Their intrusion into Jaffna also had other unintended consequences. The concentration of efficient Protestant mission schools in Jaffna produced a revival movement among local Hindus led by Arumuga Navalar, who responded by building many more schools within the Jaffna peninsula. Local Catholics too started their own schools as a countermeasure. The state also had its share of primary and secondary schools. Thus saturated with educational opportunities, many Tamils became literate. This was used by the British colonial government to hire Tamils as government servants in British-held Ceylon, India, Malaysia and Singapore.

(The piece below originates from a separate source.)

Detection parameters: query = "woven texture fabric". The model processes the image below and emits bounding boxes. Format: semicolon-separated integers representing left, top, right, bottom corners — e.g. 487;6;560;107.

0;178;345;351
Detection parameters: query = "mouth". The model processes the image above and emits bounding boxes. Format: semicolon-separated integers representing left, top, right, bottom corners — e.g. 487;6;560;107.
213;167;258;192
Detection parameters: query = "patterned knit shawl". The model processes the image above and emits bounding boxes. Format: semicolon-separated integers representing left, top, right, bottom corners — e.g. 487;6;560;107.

By 1956, 50% of clerical jobs were held by Tamils, although they were a minority of the country's population. Sinhalese leaders saw this imbalance as a problem that needed rectifying, and introduced discriminatory laws such as the 1956 Sinhala Only Act and the policy of standardization. These measures deteriorated the already frail political relationship between the communities and many experts believe it as one of the main causes of the Sri Lankan Civil War.

=== Controversy ===

The primary responsibility of the missionaries was to convert as many people as possible. They used education and medical missionary work to assist them. But they also published ridiculing and insulting material on native religion and practices. The popular deity Murugan was specifically targeted. This started the backlash against Christian missionaries. Many early converts like C. W. Thamotharampillai and Carol Visvanathapillai came back to Hinduism. This also resulted in formation of many Hindu Schools and more political awareness for native Tamils. Today around 10% are Christians with Catholics forming 90% of the Christians in Sri Lanka.